Earlier this month, NSW Premier Gladys Berejiklian and Attorney General Mark Speakman revealed the state government is implementing most of the suggestions in an effort to clamp down on child sex abuse offences.

What child sex abuse laws are changing?

The headline-grabbing reform is that child sex offenders will now face a potential life sentence for persistent crimes. The average life sentence in the state is 25 years, according to the NSW Bureau of Crime and Statistics.

No further information was provided on what constitutes persistent offending, but legislation implementing the changes is due to go through NSW Parliament within the next couple of months.

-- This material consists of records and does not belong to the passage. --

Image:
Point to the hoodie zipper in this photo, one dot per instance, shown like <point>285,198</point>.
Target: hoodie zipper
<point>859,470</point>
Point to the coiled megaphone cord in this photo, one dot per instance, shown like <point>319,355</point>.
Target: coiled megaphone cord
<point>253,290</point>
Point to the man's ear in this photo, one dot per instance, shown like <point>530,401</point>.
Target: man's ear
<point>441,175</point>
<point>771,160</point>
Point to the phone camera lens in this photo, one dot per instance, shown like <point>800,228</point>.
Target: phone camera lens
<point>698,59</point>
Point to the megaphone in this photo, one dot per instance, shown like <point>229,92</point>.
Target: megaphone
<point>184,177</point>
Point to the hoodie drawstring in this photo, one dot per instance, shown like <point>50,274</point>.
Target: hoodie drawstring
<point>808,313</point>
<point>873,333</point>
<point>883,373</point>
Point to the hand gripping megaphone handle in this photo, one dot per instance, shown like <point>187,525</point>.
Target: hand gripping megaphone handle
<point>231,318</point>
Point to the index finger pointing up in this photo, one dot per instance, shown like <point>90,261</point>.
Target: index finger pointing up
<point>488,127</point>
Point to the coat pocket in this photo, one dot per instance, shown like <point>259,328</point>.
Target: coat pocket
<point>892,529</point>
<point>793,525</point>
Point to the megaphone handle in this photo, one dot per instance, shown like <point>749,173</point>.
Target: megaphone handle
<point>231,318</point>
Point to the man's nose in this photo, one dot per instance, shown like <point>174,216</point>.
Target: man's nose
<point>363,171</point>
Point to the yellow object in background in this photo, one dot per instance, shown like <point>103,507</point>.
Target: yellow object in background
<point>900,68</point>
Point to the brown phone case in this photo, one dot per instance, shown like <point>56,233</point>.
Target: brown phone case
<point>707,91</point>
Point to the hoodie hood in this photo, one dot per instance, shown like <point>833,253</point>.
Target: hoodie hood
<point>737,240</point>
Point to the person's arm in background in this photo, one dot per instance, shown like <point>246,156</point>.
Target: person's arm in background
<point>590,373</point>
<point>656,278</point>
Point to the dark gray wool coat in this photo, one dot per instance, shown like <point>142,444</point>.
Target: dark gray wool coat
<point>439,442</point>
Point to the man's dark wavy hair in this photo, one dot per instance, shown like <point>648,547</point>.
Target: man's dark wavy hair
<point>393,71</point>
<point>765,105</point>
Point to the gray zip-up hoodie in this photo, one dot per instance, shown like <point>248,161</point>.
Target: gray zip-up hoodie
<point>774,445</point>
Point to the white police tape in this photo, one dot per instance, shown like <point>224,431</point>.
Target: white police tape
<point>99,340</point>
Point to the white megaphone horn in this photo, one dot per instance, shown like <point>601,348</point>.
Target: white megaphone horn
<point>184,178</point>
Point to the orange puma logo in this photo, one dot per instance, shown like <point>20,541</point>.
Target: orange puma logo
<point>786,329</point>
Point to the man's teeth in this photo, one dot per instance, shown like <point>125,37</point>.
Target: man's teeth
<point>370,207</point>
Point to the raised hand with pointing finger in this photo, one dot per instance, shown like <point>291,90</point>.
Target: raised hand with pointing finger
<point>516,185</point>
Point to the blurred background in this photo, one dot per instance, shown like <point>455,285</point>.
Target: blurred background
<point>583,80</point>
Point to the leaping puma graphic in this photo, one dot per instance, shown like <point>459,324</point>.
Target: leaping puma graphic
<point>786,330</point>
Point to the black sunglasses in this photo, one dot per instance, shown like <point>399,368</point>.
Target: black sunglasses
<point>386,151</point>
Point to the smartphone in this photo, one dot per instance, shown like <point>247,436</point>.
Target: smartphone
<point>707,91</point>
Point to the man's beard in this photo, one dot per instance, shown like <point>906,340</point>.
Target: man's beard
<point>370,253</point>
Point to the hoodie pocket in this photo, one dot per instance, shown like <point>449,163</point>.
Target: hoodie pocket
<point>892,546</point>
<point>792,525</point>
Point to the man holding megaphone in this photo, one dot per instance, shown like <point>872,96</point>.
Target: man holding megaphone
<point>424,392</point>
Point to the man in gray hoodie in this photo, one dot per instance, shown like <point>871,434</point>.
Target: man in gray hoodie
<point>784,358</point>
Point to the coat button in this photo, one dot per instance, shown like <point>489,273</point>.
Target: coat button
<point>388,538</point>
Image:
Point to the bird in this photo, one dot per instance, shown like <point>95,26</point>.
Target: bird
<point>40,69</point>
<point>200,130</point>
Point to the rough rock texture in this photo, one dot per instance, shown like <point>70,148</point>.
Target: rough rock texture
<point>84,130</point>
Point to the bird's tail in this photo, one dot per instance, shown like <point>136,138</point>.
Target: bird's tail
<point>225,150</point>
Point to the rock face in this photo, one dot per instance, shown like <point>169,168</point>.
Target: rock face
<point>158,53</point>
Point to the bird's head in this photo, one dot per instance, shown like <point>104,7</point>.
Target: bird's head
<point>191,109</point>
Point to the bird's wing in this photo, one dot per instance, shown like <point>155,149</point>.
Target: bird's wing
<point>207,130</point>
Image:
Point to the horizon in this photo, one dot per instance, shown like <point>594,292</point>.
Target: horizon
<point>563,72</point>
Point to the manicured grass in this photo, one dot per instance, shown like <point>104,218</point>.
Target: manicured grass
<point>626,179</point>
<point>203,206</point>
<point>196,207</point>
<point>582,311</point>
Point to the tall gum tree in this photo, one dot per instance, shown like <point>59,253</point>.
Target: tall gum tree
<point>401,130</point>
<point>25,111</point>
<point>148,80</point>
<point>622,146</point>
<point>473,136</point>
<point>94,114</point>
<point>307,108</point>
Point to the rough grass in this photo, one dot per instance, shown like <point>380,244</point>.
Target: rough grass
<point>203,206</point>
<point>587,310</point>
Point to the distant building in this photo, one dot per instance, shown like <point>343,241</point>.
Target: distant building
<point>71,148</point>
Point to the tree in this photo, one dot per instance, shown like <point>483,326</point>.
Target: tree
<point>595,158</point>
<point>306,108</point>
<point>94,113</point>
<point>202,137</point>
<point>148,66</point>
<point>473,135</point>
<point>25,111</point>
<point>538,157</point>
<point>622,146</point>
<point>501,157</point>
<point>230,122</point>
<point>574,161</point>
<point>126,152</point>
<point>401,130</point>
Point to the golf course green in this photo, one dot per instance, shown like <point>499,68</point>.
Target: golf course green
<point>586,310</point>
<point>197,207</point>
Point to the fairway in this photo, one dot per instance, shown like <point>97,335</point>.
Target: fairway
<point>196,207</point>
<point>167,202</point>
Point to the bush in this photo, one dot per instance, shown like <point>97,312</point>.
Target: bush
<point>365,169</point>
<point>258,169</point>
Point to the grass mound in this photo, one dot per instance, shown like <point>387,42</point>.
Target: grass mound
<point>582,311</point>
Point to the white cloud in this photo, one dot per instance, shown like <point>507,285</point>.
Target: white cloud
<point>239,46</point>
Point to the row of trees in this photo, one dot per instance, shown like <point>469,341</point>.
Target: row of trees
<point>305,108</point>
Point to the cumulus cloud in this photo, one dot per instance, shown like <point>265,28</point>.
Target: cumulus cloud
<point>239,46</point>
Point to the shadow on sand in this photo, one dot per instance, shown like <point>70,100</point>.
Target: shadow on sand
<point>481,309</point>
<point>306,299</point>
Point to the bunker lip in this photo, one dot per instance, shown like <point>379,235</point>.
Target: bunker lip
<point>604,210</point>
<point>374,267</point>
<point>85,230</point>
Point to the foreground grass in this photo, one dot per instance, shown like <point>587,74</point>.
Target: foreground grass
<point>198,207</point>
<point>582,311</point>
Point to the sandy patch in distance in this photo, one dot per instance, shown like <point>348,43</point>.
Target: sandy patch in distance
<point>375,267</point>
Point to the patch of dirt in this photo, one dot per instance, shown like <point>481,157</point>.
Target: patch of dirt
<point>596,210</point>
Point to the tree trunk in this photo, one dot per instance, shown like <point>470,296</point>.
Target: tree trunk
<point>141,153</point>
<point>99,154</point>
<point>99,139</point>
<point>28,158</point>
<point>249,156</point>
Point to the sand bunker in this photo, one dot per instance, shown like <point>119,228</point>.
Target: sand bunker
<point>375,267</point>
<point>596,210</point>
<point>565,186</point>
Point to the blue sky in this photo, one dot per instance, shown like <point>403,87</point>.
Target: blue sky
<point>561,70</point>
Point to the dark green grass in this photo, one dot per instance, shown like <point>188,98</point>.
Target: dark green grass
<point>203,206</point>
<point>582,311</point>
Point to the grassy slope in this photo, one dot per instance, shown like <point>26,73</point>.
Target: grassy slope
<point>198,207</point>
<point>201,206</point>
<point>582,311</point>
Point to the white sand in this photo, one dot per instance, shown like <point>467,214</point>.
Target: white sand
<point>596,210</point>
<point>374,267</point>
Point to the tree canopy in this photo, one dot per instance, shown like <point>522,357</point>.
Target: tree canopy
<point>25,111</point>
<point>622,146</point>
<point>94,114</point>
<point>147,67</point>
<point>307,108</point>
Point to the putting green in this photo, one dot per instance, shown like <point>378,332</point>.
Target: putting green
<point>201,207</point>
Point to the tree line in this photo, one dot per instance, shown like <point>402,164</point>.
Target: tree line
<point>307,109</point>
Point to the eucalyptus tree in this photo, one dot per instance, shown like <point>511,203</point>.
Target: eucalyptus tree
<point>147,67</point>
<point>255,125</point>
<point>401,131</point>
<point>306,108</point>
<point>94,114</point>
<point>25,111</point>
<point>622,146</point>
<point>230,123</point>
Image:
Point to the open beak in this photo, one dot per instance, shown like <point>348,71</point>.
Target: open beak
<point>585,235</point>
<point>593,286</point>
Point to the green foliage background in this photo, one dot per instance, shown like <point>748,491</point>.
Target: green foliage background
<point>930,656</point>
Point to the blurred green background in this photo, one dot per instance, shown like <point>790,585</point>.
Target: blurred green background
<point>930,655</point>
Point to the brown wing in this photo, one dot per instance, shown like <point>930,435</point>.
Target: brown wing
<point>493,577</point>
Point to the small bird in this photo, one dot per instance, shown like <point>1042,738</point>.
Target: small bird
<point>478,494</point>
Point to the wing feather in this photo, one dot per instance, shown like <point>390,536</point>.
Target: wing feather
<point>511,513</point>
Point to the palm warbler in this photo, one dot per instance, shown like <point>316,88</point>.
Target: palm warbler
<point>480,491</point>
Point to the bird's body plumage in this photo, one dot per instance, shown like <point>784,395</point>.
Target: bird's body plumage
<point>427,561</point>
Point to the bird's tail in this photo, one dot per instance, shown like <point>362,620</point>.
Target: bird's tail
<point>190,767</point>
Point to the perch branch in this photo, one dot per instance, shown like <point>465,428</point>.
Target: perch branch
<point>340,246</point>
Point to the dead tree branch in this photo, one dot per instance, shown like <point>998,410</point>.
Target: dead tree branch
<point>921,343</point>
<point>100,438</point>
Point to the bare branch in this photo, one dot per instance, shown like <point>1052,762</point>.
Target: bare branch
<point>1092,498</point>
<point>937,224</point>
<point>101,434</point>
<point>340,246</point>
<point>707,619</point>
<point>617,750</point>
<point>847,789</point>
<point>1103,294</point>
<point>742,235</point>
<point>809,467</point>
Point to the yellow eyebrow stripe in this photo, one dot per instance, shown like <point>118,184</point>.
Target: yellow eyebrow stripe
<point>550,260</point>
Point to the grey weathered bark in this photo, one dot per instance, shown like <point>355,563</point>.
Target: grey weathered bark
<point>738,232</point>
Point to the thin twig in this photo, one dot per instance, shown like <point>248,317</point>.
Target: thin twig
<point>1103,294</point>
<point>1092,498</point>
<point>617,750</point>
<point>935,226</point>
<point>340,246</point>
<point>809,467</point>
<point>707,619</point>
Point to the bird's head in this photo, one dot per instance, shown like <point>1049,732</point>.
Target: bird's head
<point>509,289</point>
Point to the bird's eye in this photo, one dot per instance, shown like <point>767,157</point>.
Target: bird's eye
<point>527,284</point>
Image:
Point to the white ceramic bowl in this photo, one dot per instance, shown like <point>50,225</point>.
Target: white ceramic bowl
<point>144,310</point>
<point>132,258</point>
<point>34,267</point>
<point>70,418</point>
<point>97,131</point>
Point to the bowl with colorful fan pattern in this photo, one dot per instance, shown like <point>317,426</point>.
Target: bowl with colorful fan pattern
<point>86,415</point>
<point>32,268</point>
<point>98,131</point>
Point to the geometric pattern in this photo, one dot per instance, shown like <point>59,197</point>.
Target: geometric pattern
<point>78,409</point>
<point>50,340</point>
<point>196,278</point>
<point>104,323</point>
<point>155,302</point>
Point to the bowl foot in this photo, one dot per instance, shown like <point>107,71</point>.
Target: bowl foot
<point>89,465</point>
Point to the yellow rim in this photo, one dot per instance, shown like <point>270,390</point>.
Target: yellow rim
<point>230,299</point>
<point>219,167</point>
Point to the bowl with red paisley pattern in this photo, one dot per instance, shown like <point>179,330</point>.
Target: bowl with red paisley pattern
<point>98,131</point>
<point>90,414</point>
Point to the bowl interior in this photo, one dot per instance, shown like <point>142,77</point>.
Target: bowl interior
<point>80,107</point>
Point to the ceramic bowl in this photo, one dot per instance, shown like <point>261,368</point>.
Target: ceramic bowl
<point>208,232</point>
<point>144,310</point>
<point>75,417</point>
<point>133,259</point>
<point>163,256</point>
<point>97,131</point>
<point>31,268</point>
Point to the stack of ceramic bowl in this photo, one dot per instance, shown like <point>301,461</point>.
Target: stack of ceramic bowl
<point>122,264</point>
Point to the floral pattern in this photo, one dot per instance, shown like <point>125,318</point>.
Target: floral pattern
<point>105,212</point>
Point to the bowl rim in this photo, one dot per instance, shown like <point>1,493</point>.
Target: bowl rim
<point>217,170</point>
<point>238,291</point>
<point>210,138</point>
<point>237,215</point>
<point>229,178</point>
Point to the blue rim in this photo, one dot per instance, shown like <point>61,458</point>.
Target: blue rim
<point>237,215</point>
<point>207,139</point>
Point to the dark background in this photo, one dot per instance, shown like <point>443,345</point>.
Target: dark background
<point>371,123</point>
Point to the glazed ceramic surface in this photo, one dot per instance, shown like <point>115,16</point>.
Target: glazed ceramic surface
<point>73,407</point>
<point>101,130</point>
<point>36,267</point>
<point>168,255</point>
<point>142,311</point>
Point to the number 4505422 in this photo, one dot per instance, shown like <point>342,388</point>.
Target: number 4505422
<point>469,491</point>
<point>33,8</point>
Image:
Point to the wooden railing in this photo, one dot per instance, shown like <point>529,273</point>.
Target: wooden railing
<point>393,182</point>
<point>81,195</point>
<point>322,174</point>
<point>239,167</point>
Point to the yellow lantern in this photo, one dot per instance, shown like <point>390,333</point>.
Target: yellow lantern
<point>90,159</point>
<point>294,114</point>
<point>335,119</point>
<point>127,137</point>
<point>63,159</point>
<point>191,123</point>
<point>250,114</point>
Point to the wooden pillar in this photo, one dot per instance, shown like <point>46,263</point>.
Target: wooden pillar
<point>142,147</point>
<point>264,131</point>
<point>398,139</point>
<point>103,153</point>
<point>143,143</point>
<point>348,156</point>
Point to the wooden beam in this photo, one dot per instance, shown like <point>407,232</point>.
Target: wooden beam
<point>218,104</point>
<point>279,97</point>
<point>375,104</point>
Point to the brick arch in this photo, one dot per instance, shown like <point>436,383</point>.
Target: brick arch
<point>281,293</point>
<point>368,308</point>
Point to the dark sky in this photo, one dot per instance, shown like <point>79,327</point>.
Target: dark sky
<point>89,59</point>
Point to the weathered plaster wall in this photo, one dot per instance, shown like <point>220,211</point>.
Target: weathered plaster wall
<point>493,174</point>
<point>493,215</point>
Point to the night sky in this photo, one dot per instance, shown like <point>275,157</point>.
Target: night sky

Other recommendations the state government will proceed with include:

  • New criminal offences for not reporting child abuse or failing to protect children under care;
  • Ensuring courts do not take into account good behaviour defences where the supposed good behaviour facilitated offending;
  • Introducing a new law about grooming adults in order to access children; 
  • Strengthening existing grooming laws to include giving money and gifts to children;
  • Requiring courts to apply current sentencing standards to historic child sex abuse cases; and
  • Requiring courts to decide cases based on present understanding of how child abuse affects victims for life.

Put simply, the reforms will now criminalise certain activities and result in stiffer sentences for both offenders and those who are complicit in child sexual abuse.

Sanctity of the confessional remains intact

One recommendation the state government isn't implementing is a requirement for priests to report incidents of child sex abuse heard during confessions.

The sanctity of confession was a controversial element of the royal commission's report, and church leaders argued that priests should not be forced to go against their holy vows.

According to the NSW government, the seal of confession is a topic that should be debated at the national level before states and territories introduce new laws.

"They're complex issues that need to be balanced with what people believe to be religious freedoms," Ms Berejiklian told ABC News.